Shepstone Management Company, Inc.
Natural Gas NOW readers pass along a lot of stuff every week about natural gas, fractivist antics, emissions, renewables, and other news relating to energy. As usual, emphasis is added.
But, I was told it was all free, with an endless supply!
A wind farm operator has encountered a problem: not enough wind.
John Laing Group JLG, -1.73% , the U.K. infrastructure investor, has put on ice its investments in renewable energy projects in Europe and Australia because it isn’t windy enough.
Olivier Brousse, John Laing’s chief executive officer, said: “We experienced operational performance issues on our wind assets, mainly driven by low levels of wind.”
Brousse said that meant that its windfarms aren’t generating as much power as expected. Shares in the company were down 5.57% at 359.6p in late afternoon trading in London on Thursday.
The comments were made as John Laing reported an 80% plunge in first-half earnings.
Industrial wind facilities seem to losing wind, both figuratively and literally it seems. What will Europe do? They’ll have to frack or buy our LNG, of course. Natural gas now, as we say!
A regular reader wrote yesterday to mention this story from June:
State Sen. Gene Yaw (R-23) today announced that his Senatorial District, consisting of Bradford, Lycoming, Sullivan, Susquehanna and Union counties, will receive over $48 million in 2019 for natural gas impact fees paid during the 2018 calendar year.

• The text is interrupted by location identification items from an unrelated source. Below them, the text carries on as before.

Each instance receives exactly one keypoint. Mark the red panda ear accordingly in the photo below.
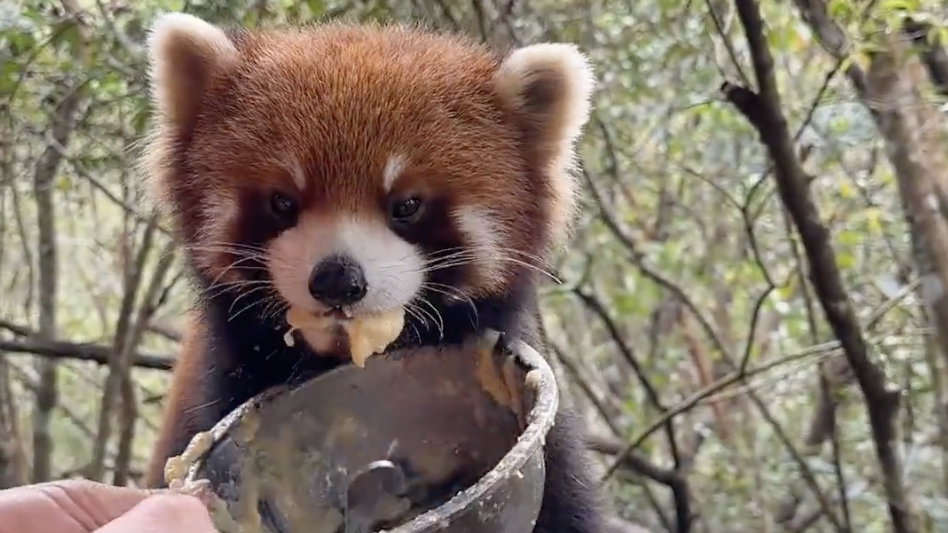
(184, 52)
(548, 87)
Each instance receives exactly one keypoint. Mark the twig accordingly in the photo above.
(763, 110)
(95, 353)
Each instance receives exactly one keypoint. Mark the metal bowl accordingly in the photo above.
(446, 440)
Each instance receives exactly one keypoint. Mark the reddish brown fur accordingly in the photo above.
(438, 105)
(263, 124)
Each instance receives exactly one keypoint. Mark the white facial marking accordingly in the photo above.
(393, 168)
(393, 268)
(220, 211)
(296, 170)
(483, 236)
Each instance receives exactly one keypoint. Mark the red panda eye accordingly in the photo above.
(405, 211)
(282, 205)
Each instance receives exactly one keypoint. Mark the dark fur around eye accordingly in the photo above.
(406, 210)
(283, 208)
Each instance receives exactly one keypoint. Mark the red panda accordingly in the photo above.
(356, 169)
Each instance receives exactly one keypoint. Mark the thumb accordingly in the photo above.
(163, 513)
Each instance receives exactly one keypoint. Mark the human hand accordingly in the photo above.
(80, 506)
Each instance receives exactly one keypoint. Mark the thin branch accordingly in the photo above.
(763, 110)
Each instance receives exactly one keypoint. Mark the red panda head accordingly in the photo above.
(359, 166)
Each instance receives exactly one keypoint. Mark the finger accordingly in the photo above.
(68, 506)
(164, 513)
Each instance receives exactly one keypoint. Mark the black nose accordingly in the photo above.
(337, 281)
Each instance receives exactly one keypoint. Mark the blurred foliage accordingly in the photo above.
(684, 266)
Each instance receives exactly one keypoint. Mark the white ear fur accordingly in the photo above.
(550, 85)
(183, 53)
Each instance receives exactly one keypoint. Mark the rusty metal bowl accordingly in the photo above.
(446, 440)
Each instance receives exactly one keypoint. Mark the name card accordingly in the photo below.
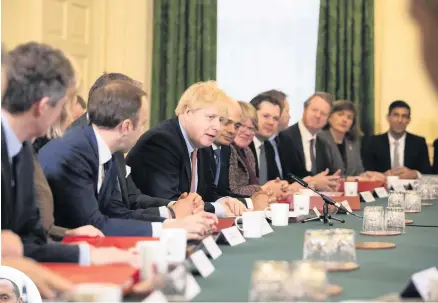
(266, 228)
(367, 196)
(156, 296)
(381, 192)
(422, 281)
(212, 248)
(202, 263)
(192, 288)
(233, 236)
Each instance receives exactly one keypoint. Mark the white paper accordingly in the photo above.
(212, 248)
(156, 296)
(266, 228)
(422, 279)
(192, 288)
(381, 192)
(202, 263)
(233, 236)
(367, 196)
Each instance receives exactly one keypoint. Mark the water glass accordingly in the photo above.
(395, 219)
(396, 199)
(412, 201)
(373, 219)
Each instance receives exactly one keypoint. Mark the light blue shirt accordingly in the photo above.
(277, 155)
(219, 209)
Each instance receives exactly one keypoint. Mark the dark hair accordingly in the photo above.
(81, 101)
(39, 71)
(14, 285)
(340, 105)
(260, 98)
(106, 78)
(326, 96)
(118, 100)
(398, 104)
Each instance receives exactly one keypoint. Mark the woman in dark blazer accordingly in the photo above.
(342, 138)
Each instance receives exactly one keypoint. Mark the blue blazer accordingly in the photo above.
(71, 166)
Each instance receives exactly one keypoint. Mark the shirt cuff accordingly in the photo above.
(249, 203)
(84, 254)
(164, 212)
(219, 210)
(157, 229)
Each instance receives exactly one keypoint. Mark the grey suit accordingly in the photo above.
(354, 165)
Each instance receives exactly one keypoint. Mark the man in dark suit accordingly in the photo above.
(38, 89)
(131, 195)
(303, 152)
(81, 168)
(397, 152)
(173, 157)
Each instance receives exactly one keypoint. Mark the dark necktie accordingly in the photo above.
(312, 156)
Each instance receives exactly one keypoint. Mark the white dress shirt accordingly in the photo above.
(306, 136)
(105, 155)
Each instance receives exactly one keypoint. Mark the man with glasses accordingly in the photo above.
(397, 152)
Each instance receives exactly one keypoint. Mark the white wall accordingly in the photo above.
(264, 45)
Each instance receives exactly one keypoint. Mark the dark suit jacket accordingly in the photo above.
(273, 171)
(435, 157)
(377, 154)
(71, 165)
(132, 196)
(223, 186)
(160, 164)
(20, 213)
(292, 152)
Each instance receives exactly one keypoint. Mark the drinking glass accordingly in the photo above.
(373, 219)
(395, 219)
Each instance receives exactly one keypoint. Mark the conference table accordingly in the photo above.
(381, 271)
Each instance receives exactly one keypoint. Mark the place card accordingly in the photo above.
(266, 228)
(202, 263)
(422, 280)
(155, 296)
(233, 235)
(367, 196)
(381, 192)
(212, 248)
(192, 288)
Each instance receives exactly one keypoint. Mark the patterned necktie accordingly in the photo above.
(263, 166)
(194, 160)
(396, 162)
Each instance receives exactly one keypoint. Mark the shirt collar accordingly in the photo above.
(392, 139)
(190, 147)
(13, 144)
(305, 134)
(257, 142)
(102, 148)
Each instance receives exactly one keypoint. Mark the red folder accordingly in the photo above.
(120, 274)
(119, 242)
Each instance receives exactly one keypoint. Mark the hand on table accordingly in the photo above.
(11, 245)
(87, 230)
(49, 283)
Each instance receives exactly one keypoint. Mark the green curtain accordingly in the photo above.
(345, 54)
(184, 51)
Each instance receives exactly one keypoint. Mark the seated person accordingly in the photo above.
(397, 152)
(38, 88)
(81, 170)
(171, 158)
(131, 195)
(342, 138)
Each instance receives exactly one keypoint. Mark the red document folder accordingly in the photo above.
(119, 242)
(119, 274)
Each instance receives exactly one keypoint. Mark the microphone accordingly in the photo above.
(326, 199)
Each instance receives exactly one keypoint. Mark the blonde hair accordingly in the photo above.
(248, 112)
(201, 95)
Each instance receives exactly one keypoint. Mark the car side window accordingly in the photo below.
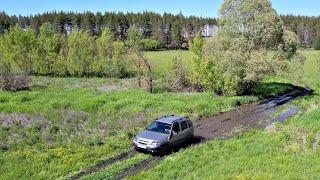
(176, 127)
(184, 125)
(190, 123)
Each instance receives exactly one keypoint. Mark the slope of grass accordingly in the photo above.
(64, 125)
(162, 60)
(287, 151)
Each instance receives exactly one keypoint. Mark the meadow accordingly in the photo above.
(282, 151)
(61, 126)
(64, 125)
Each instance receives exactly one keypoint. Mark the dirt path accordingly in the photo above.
(106, 163)
(222, 126)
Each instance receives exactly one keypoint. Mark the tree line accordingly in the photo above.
(50, 53)
(307, 28)
(171, 31)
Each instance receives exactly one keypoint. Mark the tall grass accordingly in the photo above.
(287, 151)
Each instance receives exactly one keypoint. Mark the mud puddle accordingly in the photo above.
(222, 126)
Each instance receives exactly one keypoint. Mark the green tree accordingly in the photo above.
(48, 49)
(177, 37)
(317, 43)
(103, 62)
(140, 63)
(19, 48)
(250, 29)
(80, 53)
(206, 72)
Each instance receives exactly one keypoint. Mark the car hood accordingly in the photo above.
(153, 136)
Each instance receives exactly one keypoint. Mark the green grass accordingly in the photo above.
(64, 125)
(162, 60)
(284, 152)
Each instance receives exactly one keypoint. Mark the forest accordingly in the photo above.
(167, 29)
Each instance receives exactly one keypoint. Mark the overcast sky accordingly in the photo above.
(206, 8)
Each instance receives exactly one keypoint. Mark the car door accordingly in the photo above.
(190, 128)
(175, 139)
(184, 131)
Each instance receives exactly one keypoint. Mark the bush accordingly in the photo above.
(317, 43)
(177, 80)
(12, 82)
(150, 45)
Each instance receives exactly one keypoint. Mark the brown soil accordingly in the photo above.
(222, 126)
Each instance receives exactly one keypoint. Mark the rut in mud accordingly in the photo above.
(222, 126)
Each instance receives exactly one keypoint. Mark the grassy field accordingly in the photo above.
(64, 125)
(283, 151)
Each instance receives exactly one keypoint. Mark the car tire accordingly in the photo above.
(165, 150)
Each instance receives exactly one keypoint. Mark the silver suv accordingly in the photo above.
(164, 134)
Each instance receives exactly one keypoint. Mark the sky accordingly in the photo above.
(204, 8)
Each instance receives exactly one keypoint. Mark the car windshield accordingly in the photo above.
(160, 127)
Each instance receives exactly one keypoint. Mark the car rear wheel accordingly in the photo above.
(165, 150)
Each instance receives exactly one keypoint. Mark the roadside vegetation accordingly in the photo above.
(281, 151)
(70, 102)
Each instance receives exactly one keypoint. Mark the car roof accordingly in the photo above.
(170, 119)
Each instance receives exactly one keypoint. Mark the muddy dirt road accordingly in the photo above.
(222, 126)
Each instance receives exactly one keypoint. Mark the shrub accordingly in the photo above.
(177, 80)
(317, 43)
(12, 82)
(150, 45)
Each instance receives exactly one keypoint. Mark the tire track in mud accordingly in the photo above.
(104, 164)
(144, 165)
(222, 126)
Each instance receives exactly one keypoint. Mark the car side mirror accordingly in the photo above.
(174, 133)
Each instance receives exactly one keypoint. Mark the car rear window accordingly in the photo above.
(176, 127)
(190, 123)
(184, 125)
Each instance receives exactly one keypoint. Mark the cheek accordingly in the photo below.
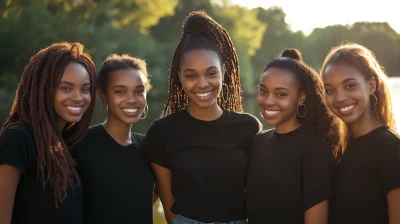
(260, 100)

According to figures released today by the Pennsylvania Public Utility Commission (PUC), Senator Yaw’s District will receive $48,092,294.87 in unconventional gas well fee revenues generated during 2018. These distributions account for roughly 19 percent of the total $251,830,900 received by the PUC, who is responsible for imposing, collecting and distributing impact fees. This year’s distribution is approximately $7.9 million higher than last year.
“Over the past eight years, Bradford, Lycoming and Susquehanna counties again ranked among the highest recipients of Act 13 revenues,’ Sen. Yaw said. “The impact tax is working. In fact, our state tax brings in more money than the severance taxes in Arkansas, Colorado, Ohio & West Virginia combined. The benefit to my rural Senate district, and rural Pennsylvania as a whole, is immeasurable.”
Proceeds from the impact fees are distributed to counties and local governments, as well as state agencies, to provide for infrastructure upgrades, tax reductions, emergency services, environmental initiatives, housing, delivery of social services, judicial services and more.
This made me decide, just for fun, to check West Virginia’s severance tax collections and I found this:
Yes, Pennsylvania’s impact fee generates more than double West Virginia’s severance tax and just one Senate District (five counties) in Pennsylvania collected revenue in 2018 equal to 44% of West Virginia’s entire severance tax haul in 2017. talk about natural gas now! But, we have no severance tax, Governor Wolf claims. Somebody is lying and it’s not Senator Yaw, the PUC or the good folks of West Virginia. You figure it out.
Another reader and friend from long ago, who I’ve not seen in a long time, writes to share this:
A southern Washington wildfire caused by melting sections of a wind turbine that fell to the ground after the turbine’s generator caught fire has been 80% contained, officials say.
Level three “go” evacuations were also downgraded Monday, and crews began demobilizing that night. Remaining crews will be released by Tuesday evening. No one has been seriously hurt by the 253-acre blaze, which is dubbed the Juniper fire.
The fire response unfolded after smoke was reported to be coming from the generator of a wind turbine south of Bickleton in Klickitat County on Saturday afternoon, according to a new release from Klickitat County Emergency Management.
Fire engulfed the turbine 300 feet above the ground, causing melted pieces to fall to the ground, igniting grass and brush, according to the release.
Fire crews on Monday finished lining the fire perimeter and kept mopping up the interior, officials said. The fire didn’t grow Monday.
A sustainable energy company named AVANGRID owns the turbine that burned.
Sorry, but it’s not “sustainable energy” when the damned things catch on fire hundreds of feet in the air and start blazes on the ground. It’s just an accident some will say, but that isn’t what they say when it’s natural gas. And, what makes something that requires massive public subsidies and still makes no economic sense sustainable anyway? I have no problem with wind energy per se and have worked on wind projects but can’t we at least be honest about it; that it’s just another form of energy with it’s own set of risks and impacts? Stop with the “sustainable” crap. Natural gas now instead, please.